Nathalie ignored him and continued walking.

“A little girl,” he called after her. His voice was lower now and had a mechanical cadence. “One who carries dead flowers and has gaunt, ugly legs. I can see them through your dress.”

Nathalie stopped but didn’t turn around. Her orange dress was linen, layered, and ankle-length, not at all see-through.

A chill tickled her neck.

“I can see everything. You might as well be wearing nothing at all.”

He’s insane.

“Look at me, I’m St. Francis of Assisi! I have no clothes!”

Don’t look.

The man cackled.

Half a dozen pigeons took off from the ground behind her, making her jump. She continued on her way as the man rambled. After she’d taken a few more steps, he shrieked like the child who’d startled her in the morgue. Nathalie peeked over her shoulder to see him undressing, one garment at a time.

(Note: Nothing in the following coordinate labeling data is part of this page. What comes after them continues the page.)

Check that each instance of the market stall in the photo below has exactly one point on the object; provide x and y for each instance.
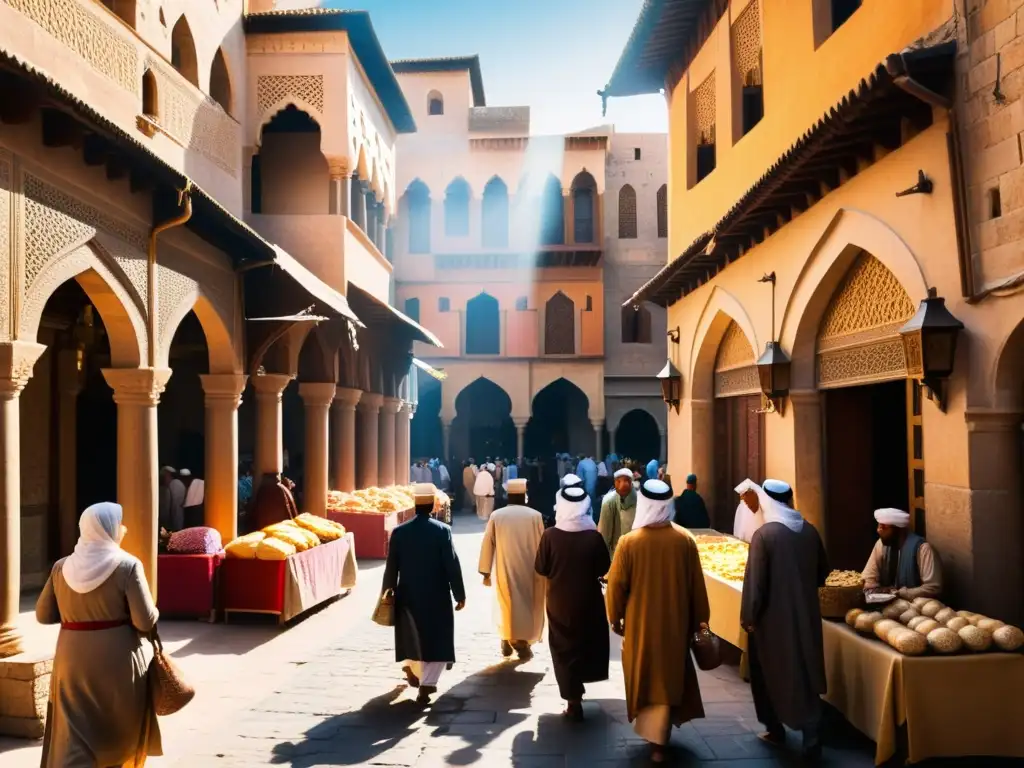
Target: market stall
(288, 568)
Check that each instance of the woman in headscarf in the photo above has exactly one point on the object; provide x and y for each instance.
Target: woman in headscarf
(656, 599)
(572, 557)
(99, 711)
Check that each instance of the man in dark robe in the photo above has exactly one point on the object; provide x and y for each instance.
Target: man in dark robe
(272, 503)
(690, 510)
(785, 566)
(573, 557)
(424, 573)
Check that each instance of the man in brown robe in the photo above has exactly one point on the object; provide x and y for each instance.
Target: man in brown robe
(656, 599)
(272, 503)
(572, 557)
(780, 611)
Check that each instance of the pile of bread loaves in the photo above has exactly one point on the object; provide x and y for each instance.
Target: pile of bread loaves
(914, 628)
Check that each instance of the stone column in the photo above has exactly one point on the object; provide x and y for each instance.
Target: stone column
(343, 445)
(136, 392)
(386, 443)
(370, 406)
(269, 388)
(520, 435)
(223, 395)
(69, 385)
(598, 425)
(316, 397)
(402, 441)
(16, 360)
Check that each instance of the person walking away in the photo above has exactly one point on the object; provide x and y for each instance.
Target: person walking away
(483, 489)
(656, 600)
(424, 573)
(509, 550)
(617, 510)
(779, 609)
(901, 561)
(750, 512)
(99, 711)
(573, 557)
(690, 510)
(273, 503)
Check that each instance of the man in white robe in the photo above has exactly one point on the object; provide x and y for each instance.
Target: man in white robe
(509, 552)
(750, 513)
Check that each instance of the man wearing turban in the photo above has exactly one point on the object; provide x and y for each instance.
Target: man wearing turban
(901, 561)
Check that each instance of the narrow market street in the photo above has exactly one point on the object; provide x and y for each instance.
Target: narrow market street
(346, 705)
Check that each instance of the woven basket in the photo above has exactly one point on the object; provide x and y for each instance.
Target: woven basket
(836, 602)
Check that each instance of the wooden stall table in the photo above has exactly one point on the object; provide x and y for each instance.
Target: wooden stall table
(290, 587)
(188, 586)
(372, 529)
(952, 707)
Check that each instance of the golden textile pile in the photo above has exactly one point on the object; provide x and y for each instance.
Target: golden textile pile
(283, 539)
(723, 556)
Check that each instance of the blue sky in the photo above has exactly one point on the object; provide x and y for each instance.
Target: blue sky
(552, 55)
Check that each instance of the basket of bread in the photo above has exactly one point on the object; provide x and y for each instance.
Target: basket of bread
(843, 592)
(927, 626)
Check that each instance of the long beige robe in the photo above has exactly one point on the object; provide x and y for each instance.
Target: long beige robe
(508, 554)
(656, 588)
(99, 712)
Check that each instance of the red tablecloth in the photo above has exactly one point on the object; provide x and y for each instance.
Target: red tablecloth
(285, 588)
(372, 530)
(187, 585)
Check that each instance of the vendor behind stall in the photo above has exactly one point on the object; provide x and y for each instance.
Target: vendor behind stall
(901, 561)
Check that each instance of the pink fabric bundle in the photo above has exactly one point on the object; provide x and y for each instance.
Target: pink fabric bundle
(198, 541)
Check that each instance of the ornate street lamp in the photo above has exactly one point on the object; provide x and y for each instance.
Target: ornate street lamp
(672, 385)
(930, 345)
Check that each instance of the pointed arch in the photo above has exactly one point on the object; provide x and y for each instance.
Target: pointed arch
(417, 200)
(183, 50)
(552, 212)
(457, 197)
(584, 193)
(483, 325)
(495, 218)
(559, 325)
(627, 213)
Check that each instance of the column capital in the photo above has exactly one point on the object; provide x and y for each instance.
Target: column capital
(223, 388)
(347, 397)
(16, 361)
(371, 402)
(316, 393)
(270, 385)
(136, 386)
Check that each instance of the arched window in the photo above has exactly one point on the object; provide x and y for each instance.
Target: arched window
(584, 194)
(552, 213)
(496, 214)
(220, 82)
(183, 51)
(413, 308)
(559, 326)
(151, 100)
(663, 211)
(418, 203)
(627, 213)
(636, 325)
(483, 326)
(457, 209)
(435, 103)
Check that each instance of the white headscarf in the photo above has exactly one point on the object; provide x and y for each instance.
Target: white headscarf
(98, 551)
(654, 504)
(572, 511)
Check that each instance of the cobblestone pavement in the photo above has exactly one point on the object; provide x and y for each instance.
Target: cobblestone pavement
(347, 705)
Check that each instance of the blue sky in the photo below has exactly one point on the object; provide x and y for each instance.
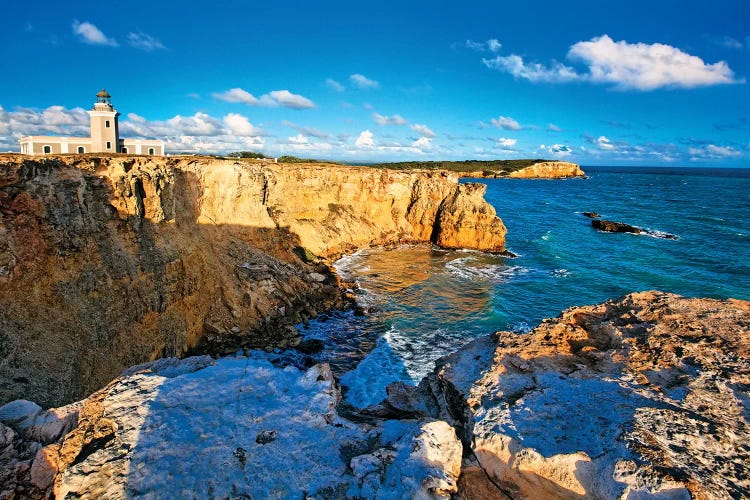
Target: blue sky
(598, 83)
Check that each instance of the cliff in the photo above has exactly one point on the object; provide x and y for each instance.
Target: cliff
(539, 170)
(106, 262)
(645, 396)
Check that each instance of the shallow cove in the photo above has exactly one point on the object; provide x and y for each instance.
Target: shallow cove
(423, 302)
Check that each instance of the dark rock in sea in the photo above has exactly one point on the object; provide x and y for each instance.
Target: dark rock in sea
(266, 437)
(615, 227)
(310, 346)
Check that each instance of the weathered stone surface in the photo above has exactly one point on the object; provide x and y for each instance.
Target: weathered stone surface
(106, 262)
(641, 396)
(609, 226)
(549, 170)
(234, 427)
(465, 220)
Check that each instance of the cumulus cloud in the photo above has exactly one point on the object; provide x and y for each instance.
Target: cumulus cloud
(334, 85)
(197, 133)
(272, 99)
(558, 150)
(491, 45)
(389, 120)
(713, 152)
(308, 131)
(240, 125)
(422, 130)
(301, 142)
(89, 33)
(605, 143)
(624, 65)
(362, 82)
(422, 143)
(144, 41)
(506, 123)
(534, 72)
(365, 140)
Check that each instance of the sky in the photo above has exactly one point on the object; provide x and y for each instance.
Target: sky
(653, 83)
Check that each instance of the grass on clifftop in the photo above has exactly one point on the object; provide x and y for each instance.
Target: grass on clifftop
(499, 166)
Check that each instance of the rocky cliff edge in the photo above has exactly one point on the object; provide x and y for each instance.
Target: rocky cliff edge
(646, 396)
(110, 261)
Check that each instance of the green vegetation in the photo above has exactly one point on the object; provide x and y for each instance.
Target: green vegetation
(247, 154)
(501, 167)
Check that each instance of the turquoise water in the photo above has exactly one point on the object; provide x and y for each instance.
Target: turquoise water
(425, 302)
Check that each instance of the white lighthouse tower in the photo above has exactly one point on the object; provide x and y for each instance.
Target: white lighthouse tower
(105, 132)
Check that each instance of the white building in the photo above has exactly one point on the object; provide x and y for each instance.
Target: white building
(105, 136)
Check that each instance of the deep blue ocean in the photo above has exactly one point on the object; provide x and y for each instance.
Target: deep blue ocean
(425, 302)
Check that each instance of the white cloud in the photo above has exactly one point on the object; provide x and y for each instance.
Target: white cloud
(289, 100)
(362, 82)
(240, 125)
(422, 130)
(626, 66)
(272, 99)
(534, 72)
(200, 133)
(605, 143)
(422, 143)
(558, 150)
(365, 140)
(491, 45)
(310, 131)
(301, 142)
(506, 123)
(389, 120)
(714, 152)
(144, 41)
(88, 33)
(646, 66)
(334, 85)
(237, 95)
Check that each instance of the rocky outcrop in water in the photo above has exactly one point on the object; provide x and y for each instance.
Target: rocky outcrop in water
(609, 226)
(549, 170)
(106, 262)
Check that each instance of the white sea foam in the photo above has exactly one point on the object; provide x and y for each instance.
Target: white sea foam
(496, 273)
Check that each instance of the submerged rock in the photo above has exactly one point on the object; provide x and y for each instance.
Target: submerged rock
(609, 226)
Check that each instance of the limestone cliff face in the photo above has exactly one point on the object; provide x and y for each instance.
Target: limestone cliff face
(549, 170)
(645, 396)
(106, 262)
(642, 396)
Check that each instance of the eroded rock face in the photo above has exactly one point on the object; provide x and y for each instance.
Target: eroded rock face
(106, 262)
(645, 395)
(260, 431)
(549, 170)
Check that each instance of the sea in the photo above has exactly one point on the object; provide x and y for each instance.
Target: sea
(422, 302)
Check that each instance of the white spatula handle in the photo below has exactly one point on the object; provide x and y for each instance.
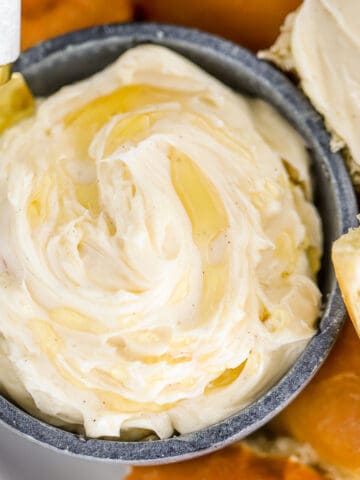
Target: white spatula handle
(9, 31)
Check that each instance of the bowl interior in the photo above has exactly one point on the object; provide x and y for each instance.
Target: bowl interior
(75, 56)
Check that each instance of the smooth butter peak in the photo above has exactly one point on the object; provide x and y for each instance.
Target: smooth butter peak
(158, 254)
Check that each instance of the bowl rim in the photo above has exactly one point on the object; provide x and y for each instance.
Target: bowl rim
(274, 400)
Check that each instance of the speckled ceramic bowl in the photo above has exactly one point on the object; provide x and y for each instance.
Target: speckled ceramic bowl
(72, 57)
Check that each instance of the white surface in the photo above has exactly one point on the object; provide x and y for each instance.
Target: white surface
(9, 31)
(21, 459)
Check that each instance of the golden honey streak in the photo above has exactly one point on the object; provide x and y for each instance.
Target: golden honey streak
(156, 270)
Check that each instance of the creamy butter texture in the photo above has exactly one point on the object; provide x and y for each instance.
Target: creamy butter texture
(321, 42)
(158, 250)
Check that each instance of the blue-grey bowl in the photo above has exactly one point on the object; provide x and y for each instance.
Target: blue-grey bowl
(75, 56)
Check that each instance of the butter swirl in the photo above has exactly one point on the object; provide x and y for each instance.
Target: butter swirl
(158, 249)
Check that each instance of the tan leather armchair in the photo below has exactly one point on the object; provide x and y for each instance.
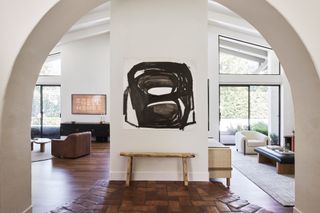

It was like her first time visiting Saint-Mathurin Asylum all over again.

Her parents had gone to visit Aunt Brigitte without Nathalie, as usual. The asylum was no place for a girl, they said (yet again) when she asked (yet again) if she could go. Just the day before, during a visit to Aunt Irene and Uncle Thomas outside Versailles, her cousin Luc had called her a baby (she was eleven, so that had been very insulting). She was thus particularly indignant that day about being “too young.” So Nathalie claimed she’d spend the afternoon with Simone, which she did whenever her parents went to Saint-Mathurin. Instead she followed her parents, staying just far enough behind to watch where they went.

“Saint-Mathurin Asylum for the Insane” stood in relief over the entrance, gray stone letters outlined with black grime. She’d passed by it before but had never walked below those horrifying words. The intimidating arched doors led to a dungeon (or so she’d always imagined).

Immediately the reception nurse questioned her. Nathalie stammered her way through a story claiming that she was with her parents visiting Brigitte Baudin but had gotten separated from them. It took some pleading, but eventually the nurse told her which floor her aunt was on. She ran up the imposing staircase two steps at a time.

Moans, pierced by a scream she feared was otherworldly, led her up the last few steps to the landing. The door to the ward, a smaller version of the one at the entrance, creaked open a few centimeters as if it had been waiting for her. A smell like sour milk drifted through. Nathalie peered through the crack and saw a pale woman kneeling in a hallway barely wide enough for two people. A high rectangular window cast a sliver of light onto the woman’s face. She appeared to be in a trance, arms swaying at her sides, eyes rolled back.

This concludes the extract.